In the center of both paintings, Salome is depicted as a young dancer. The woman's upper body is bare, while the neck, décolleté, hair and arms are adorned with gold jewelry, set with precious stones. A green skirt of light fabric is wrapped around her hips, through which the contours of the hips and legs shine through. In both pictures Salome supports her left arm on her hip. The right arm is raised in each case, with the forearm stretching upwards at a 45-degree angle from the horizontally outstretched upper arm in the large-format painting and the hand falling towards the face in an open gesture, while in the small-format depiction the hand grasps the hair in a more natural position. In both pictures, the head is tilted back over the left shoulder, so that the dancer looks to the side and shows the viewer the chin area.

In both paintings a dark-skinned servant is standing on the left behind the dancer. This figure watches Salome with his head slightly bowed and his eyes fixed. He presents her the severed head of John the Baptist on a golden platter, which is surrounded by a radiant blue halo. This makes it stand out in the painting.

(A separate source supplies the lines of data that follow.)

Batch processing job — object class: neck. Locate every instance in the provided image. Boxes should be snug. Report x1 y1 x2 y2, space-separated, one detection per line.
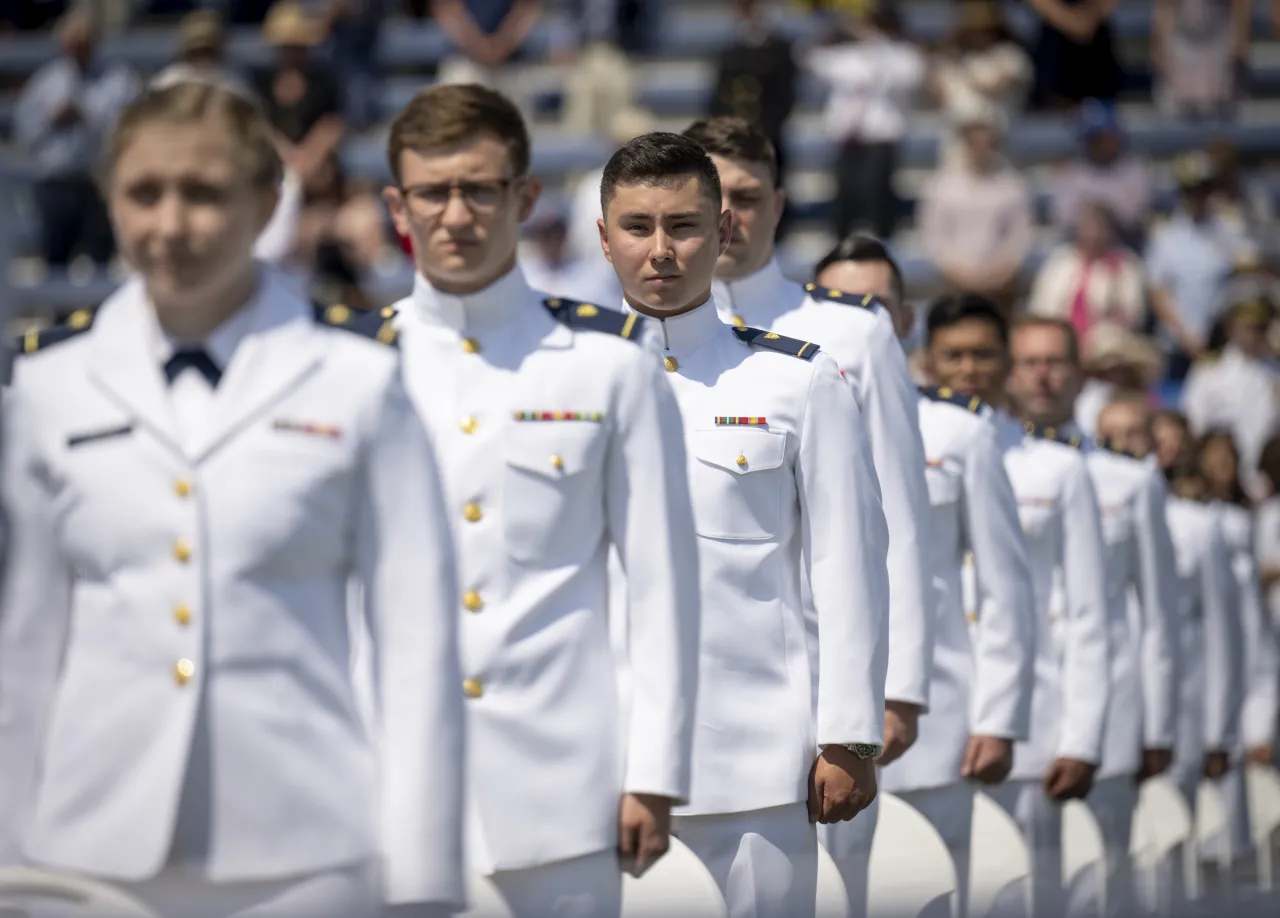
151 264 259 343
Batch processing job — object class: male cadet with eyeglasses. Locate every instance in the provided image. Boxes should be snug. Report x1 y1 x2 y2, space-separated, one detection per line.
685 117 934 901
384 85 699 918
925 293 1108 915
815 234 1036 903
599 133 888 918
1007 316 1178 915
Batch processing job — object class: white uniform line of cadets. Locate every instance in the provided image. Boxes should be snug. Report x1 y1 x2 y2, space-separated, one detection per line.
0 75 1275 918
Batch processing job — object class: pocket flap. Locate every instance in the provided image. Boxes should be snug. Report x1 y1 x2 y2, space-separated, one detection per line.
690 428 787 475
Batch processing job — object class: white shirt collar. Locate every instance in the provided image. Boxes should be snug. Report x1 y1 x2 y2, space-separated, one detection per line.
410 265 531 334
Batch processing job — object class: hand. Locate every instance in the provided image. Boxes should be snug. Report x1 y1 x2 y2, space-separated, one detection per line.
876 702 920 766
1204 749 1231 781
1044 758 1098 803
809 746 876 823
960 736 1014 784
1138 749 1174 784
618 794 671 878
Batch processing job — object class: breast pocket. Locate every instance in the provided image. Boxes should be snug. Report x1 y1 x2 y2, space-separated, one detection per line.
503 421 607 563
690 428 787 542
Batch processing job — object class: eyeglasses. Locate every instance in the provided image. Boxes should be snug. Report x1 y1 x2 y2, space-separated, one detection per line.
401 178 518 216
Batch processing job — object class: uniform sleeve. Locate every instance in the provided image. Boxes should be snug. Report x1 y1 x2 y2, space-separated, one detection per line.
605 350 701 801
355 373 466 905
1130 470 1179 749
1057 456 1111 763
1199 524 1244 750
0 389 72 866
796 355 890 745
845 310 937 708
964 424 1036 740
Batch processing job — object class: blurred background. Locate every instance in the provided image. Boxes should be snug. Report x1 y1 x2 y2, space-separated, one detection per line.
0 0 1280 407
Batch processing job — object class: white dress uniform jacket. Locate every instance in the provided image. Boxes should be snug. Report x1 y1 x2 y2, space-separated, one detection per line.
881 389 1036 793
712 261 936 707
1085 440 1179 778
995 411 1107 780
0 268 463 903
632 302 888 816
1165 497 1244 805
396 269 699 872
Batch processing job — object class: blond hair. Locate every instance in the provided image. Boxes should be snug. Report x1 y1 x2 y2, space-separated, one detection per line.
102 77 284 189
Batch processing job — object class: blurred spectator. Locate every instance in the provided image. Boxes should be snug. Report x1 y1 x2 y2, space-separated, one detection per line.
1028 0 1121 109
431 0 543 101
1183 298 1280 493
805 6 925 238
1052 99 1151 245
919 105 1034 307
1147 152 1253 379
14 13 138 266
1151 0 1253 118
932 0 1032 120
259 0 346 184
1027 201 1147 342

The background consists of a black starry sky with shimmering gold, red and white stars. In the full portrait, the lower area is occupied by a light-colored balustrade, behind which several houses with red-lit windows can be seen, and at the very bottom by the light-colored floor. These elements put the scene in a spatial perspective. On the left edge of the painting another person is shown in front of the parapet. This red-clad person is Herod Antipas, who carefully watches the dancer. Other differences in the images relate to the details of the jewelry and the depiction of the servant.

The frames are also essential elements of the paintings and were both designed by Stuck. The full portrait is completely surrounded by a very wide, golden frame made up of four frames. Columns tapering upwards are depicted on the two side parts, the capitals of which form the upper frame element with the depiction of frieze and gable. Below the picture is the name "SALOME" in an area modeled on an identification plate, as well as square ornaments with a circle on each side. The three-quarter portrait is framed with a narrow golden border and has broader frame elements on the sides, through which the actually rectangular picture forms a square area together with the frame. Columns made of bundles of papyrus are depicted on the side, ending at the top with capitals where the heads of Medusas rest.

==Critical analysis==
Stuck used photographs as templates for these paintings. He had model posed in the role of Salome, while he himself took on the role of the servant. Stuck already had used photographs for earlier paintings. He already had posed for the photographer, probably with his wife Mary, for the painting Kampf ums Weib (1905) as one of the wrestlers, and for Dissonanz (1910), in the role of Pan.

According to the art critic Hans Hofstätter, "the femme fatale, and especially Salome was the social symbol of the turn of the century and thus the double of the artist, who also knows that he prostitutes himself and reveals his most sacred feelings and secrets cheaply". By posing himself as a model for the figure of the servant, Stuck himself becomes a voyeur in his own painting.